Is it okay to say I'm not a fan of the pregnancy experience?(82 Posts)
Only 7wks with DC2 (surprise baby! DC1 is 16mo). Already tired of the 24h nausea - well, I'm just tired anyway - and had first vomit this morning, ick. Housework already taking a backseat and planning to go on leave at earliest opportunity, around 27wks. Sounds early days, I know, but all I can think of is taking time off and hiring a cleaner Hips, back and pelvis already ache and I can't really stomach anything other than sandwiches and lemonade. Tons to do for work and study but struggling at the moment.
I'm grateful to be pregnant and though it was a surprise we're very happy, hoping everything goes perfectly and looking forward to meeting our second little one. I know it could also be harder so I'm trying to be very positive.
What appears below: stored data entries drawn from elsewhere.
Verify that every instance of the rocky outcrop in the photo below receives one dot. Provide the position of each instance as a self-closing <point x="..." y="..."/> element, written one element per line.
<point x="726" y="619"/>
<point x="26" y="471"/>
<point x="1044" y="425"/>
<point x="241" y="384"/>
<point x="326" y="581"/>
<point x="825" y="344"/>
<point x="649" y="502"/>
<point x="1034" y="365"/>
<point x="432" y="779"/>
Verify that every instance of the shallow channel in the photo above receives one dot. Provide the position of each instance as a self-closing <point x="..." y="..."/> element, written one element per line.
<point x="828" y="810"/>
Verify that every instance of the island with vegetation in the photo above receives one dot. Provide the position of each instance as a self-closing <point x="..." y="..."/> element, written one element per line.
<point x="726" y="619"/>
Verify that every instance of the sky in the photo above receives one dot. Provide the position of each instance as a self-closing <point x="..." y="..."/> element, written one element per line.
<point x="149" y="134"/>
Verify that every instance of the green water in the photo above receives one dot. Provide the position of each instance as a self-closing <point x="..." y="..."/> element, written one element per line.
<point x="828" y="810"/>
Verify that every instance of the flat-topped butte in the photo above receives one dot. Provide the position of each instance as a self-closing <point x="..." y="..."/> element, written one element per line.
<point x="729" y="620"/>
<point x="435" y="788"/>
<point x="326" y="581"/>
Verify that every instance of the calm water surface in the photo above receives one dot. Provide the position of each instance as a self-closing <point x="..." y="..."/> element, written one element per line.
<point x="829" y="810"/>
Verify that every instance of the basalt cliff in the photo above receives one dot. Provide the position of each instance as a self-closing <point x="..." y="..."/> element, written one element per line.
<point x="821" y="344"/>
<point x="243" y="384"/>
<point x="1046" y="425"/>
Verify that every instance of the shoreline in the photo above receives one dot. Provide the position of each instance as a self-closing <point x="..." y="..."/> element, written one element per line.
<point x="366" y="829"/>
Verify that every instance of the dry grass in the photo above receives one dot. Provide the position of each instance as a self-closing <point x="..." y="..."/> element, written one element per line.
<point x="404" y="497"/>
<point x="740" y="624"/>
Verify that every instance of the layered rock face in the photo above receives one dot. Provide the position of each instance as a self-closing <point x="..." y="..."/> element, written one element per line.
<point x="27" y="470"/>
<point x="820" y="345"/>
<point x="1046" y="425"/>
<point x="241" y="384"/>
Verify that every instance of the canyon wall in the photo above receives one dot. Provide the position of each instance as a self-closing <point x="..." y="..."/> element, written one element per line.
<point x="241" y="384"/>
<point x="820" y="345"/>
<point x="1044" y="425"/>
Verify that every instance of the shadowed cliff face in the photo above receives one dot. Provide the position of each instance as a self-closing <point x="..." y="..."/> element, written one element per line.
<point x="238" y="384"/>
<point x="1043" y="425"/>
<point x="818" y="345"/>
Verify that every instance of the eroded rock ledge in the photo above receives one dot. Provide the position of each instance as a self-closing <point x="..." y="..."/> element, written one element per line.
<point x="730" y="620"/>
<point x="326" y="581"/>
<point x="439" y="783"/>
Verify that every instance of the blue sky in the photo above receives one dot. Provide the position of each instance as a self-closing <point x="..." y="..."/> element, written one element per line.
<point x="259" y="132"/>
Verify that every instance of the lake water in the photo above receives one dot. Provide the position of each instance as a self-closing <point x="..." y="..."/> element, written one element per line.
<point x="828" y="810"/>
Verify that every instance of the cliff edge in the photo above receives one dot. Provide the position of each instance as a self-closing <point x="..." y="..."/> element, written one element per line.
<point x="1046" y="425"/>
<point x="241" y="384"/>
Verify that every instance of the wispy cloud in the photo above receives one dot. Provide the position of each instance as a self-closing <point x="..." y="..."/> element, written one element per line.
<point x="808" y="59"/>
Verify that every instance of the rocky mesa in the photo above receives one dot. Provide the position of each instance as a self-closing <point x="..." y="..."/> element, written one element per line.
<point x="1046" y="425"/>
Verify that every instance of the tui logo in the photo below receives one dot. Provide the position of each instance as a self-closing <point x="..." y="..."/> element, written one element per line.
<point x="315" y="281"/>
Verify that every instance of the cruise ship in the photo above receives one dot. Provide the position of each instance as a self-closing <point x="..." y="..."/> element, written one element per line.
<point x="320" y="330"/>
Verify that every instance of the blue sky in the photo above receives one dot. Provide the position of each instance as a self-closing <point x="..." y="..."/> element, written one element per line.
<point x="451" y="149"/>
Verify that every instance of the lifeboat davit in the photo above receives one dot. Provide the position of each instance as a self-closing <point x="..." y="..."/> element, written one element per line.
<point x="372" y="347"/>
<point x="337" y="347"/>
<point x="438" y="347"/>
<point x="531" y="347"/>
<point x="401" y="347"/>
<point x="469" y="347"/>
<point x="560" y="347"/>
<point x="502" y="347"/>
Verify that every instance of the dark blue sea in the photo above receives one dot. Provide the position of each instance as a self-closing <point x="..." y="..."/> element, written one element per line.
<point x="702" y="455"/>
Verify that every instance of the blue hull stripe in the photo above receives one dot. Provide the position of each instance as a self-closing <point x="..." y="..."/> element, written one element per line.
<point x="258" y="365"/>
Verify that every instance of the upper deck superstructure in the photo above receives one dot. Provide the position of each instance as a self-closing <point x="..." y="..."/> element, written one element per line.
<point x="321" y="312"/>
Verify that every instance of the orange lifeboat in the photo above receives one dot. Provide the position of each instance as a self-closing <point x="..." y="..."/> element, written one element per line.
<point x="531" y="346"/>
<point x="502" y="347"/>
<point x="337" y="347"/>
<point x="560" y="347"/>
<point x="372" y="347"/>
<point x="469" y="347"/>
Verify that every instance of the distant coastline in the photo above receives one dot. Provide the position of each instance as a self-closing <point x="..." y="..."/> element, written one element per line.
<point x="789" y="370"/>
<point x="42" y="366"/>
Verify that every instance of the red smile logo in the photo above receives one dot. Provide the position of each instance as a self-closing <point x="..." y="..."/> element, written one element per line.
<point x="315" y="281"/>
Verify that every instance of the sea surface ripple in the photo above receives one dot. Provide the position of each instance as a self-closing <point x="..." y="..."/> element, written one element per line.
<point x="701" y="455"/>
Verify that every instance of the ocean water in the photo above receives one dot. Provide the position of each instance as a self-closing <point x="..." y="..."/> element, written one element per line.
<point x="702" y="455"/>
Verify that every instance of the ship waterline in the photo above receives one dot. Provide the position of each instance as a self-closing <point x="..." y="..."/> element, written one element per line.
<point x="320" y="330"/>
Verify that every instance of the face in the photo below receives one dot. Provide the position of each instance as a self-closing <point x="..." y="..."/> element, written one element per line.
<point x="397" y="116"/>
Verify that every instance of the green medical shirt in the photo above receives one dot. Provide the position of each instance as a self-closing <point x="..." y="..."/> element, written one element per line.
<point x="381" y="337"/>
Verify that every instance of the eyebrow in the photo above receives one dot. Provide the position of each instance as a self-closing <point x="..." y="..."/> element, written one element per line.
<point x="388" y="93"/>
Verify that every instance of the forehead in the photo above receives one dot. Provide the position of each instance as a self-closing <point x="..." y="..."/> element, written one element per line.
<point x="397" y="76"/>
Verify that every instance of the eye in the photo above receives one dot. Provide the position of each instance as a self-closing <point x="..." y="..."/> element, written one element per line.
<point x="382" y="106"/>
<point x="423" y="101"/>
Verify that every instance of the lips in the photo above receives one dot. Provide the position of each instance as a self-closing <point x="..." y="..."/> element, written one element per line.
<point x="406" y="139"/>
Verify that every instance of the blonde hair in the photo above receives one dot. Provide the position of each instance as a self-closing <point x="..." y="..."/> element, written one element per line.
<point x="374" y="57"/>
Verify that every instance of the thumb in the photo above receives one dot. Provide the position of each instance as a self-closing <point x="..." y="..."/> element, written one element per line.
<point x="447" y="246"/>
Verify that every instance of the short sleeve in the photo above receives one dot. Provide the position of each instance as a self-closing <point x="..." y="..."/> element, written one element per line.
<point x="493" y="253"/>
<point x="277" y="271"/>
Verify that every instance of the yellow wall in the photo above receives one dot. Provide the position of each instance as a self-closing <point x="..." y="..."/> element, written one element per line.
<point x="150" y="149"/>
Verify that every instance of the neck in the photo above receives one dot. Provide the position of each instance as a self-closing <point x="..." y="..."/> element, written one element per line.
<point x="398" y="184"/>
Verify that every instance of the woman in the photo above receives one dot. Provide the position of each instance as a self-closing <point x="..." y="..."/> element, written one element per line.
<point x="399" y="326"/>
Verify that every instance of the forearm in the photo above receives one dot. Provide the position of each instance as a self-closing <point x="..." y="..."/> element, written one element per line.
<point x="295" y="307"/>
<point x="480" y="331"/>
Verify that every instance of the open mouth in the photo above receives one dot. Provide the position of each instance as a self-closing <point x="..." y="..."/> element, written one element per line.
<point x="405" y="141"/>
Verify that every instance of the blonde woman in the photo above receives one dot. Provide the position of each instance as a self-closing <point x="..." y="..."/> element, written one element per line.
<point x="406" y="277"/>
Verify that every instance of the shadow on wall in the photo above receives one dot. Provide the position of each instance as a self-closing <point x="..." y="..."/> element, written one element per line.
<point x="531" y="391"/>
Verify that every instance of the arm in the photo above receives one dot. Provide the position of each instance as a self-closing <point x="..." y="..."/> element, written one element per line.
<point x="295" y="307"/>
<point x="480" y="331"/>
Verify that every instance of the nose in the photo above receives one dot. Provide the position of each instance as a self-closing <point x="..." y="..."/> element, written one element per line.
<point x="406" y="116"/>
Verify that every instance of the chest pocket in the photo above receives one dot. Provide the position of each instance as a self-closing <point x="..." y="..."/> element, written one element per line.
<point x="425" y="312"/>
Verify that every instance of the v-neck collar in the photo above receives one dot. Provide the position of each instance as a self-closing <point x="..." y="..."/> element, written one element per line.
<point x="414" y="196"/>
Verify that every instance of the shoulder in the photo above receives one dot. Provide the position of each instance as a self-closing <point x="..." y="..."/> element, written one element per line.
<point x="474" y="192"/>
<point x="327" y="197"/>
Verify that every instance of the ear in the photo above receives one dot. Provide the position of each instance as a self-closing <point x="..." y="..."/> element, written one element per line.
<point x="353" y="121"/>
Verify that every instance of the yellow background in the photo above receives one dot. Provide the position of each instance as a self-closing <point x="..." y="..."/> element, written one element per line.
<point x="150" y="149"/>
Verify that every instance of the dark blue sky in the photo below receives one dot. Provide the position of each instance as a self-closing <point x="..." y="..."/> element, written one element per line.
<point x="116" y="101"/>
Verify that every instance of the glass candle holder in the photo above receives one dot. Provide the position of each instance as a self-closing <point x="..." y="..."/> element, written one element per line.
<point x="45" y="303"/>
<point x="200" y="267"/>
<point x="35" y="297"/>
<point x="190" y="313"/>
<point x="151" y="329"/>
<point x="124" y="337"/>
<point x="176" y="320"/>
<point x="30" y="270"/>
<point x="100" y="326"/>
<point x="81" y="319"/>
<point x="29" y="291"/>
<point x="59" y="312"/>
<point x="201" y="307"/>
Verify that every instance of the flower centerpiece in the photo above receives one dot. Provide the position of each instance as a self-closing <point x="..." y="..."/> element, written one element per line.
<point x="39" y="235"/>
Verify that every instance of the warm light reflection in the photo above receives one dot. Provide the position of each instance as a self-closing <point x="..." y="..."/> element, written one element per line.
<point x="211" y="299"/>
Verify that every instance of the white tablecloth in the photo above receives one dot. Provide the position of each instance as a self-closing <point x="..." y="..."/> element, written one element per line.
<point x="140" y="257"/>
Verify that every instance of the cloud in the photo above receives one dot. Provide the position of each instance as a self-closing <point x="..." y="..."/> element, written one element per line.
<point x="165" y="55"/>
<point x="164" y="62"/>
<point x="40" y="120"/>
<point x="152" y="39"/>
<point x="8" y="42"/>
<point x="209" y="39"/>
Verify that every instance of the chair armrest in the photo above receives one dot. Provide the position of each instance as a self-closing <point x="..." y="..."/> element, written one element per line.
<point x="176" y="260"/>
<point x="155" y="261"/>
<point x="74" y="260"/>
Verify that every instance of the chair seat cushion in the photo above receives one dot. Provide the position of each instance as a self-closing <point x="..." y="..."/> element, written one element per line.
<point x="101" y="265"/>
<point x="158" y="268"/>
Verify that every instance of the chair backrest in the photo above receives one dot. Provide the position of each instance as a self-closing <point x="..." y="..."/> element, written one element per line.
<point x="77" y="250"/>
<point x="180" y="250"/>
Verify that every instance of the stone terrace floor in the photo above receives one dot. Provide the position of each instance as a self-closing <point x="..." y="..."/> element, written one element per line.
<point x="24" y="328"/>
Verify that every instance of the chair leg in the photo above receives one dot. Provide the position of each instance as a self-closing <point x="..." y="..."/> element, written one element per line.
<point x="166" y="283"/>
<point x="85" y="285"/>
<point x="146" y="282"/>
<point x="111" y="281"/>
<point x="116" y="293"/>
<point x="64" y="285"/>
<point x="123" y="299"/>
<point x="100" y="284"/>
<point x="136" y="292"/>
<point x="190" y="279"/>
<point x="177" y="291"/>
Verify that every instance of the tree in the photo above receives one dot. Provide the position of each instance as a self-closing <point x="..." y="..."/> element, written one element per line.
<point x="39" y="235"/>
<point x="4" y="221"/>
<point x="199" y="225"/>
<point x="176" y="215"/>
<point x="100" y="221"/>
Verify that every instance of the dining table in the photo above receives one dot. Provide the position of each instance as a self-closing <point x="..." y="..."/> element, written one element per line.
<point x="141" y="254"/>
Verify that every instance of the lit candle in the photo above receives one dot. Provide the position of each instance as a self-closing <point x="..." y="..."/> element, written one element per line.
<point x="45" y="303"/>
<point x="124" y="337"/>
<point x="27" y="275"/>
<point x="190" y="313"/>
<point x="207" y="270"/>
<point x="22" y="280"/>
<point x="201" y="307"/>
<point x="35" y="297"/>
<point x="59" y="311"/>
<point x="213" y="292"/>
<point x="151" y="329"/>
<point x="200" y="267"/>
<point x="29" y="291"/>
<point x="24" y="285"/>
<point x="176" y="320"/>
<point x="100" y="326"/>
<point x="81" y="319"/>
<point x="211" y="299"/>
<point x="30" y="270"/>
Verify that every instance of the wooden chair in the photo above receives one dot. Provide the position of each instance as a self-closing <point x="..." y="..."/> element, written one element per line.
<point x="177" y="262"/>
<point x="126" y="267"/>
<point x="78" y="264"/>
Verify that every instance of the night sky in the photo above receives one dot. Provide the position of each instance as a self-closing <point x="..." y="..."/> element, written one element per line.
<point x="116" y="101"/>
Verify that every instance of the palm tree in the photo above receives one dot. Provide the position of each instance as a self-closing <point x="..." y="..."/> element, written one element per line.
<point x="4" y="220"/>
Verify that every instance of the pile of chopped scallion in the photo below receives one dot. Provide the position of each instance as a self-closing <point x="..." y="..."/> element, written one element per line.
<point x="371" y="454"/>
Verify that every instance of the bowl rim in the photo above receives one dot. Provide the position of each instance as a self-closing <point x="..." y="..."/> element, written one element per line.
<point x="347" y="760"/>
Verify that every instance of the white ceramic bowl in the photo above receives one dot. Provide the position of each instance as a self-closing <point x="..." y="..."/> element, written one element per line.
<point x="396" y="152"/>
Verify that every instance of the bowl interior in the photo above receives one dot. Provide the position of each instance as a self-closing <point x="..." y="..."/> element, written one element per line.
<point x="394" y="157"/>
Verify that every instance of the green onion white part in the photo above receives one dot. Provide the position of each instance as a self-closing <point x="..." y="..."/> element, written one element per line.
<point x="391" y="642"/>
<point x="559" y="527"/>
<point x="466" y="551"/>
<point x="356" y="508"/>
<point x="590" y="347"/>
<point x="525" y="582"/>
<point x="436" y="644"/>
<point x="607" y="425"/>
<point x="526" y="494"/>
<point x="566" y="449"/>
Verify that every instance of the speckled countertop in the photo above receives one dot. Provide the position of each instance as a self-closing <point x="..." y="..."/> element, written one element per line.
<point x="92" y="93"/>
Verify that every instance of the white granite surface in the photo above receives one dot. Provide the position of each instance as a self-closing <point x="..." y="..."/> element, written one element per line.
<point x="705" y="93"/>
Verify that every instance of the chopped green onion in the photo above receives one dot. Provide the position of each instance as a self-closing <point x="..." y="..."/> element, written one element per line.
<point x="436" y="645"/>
...I just really don't enjoy pregnancy! I'm not the only one, right? My two closest friends "loved being pregnant" and had "fantastic pregnancies", so they don't quite understand why I don't. I'm sure I'll perk up a bit in the 2nd tri with hopefully no sickness but in pg1 I was just so tired and achey all of the time. I got a trapped nerve in my thigh that could be mega painful, had to wear Tena pads, and got acne. I never even nested! That just sort of bypassed me. I'm hoping it's different, easier, this time
Ok, I'm done
Aww congratulations jellyandcake
I had such an easy 2nd and 3rd trimester my first pg that the newborn stage hit me like a brick wall. I was so unprepared looking back.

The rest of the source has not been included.